If a filesystem needs improved follow_link performance on a highmem machine,
then setting the gfp_mask as you suggest is probably a good idea, but I don't
really want to impose that on filesystems if I don't need to. And at present
I don't.
So I'd rather leave it to the filesystem maintainer, or someone who discovers
a need.

> * are you sure that security_inode_follow_link() is OK to call in
> RCU mode?

avc_has_perm() doesn't look RCU safe, even without auditing enabled.
At the very least we'll need to pass a "lookup_rcu" flag in there.

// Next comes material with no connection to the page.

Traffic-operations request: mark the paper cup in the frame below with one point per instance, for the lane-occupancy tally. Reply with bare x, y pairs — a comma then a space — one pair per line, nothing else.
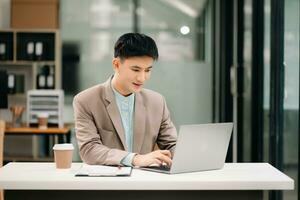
63, 155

> * what warranties are you giving for the lifetime of strings
> passed to nd_set_link()? Right now it's "should not be freed until the
> matching ->put_link()"; what happens for RCU mode?

The same....

For XFS, we kmalloc a buffer GFP_ATOMIC and copy into that. Then
put_link() kfrees it.
For filesystems with the symlink in the page cache, we get a reference to
the page (which is a bit heavy-handed for RCU-walk, but much less so than the
current code) and drop the reference in ->put_link.

For filesystems with a short symlink in the inode, we just provide a pointer
to that... How long can we expect that to be around?
I cannot see any provision for keeping those inodes in memory while we
follow the symlink... What am I missing?

In any case, if there is a reference held on the inode for ref-walk, then
presumably complete_walk() will take a reference on that same inode when
dropping out of rcu-walk.... I hope.

So I think the rules here are unchanged.

> * really nasty one: creat(2) on a dangling symlink. What's to
> preserve the last component if you get into that symlink in RCU mode?

As above - we will have a counted reference to whatever holds the text of the

> TBH, I'm less than fond of passing nameidata to ->follow_link() at all,
> flags or no flags. We could kill current->link_count and
> current->total_link_count, replacing them with one void * current->nameidata
> and taking counters into struct nameidata itself. Have places like e.g.
> kern_path_locked() do
> struct nameidata nd, *saved = set_nameidata(&nd);
> ...
> set_nameidata(saved);
> with set_nameidata(p) doing this:
> old = current->nameidata;
> current->nameidata = p;
> if (p) {
> if (!old) {
> p->link_count = 0;
> p->total_link_count = 0;
> } else {
> p->link_count = old->link_count;
> p->total_link_count = old->total_link_count;
> }
> }
> return old;
> Then nd_set_link() would use current->nameidata instead of an
> explicitly passed pointer and ->follow_link() instances wouldn't need
> that opaque pointer passed to them at all.

Sounds interesting - I might try it.

Would ->follow_link() than get a 'flags' argument, or would "nd_is_rcu()"
reference current->nameidata->flags ??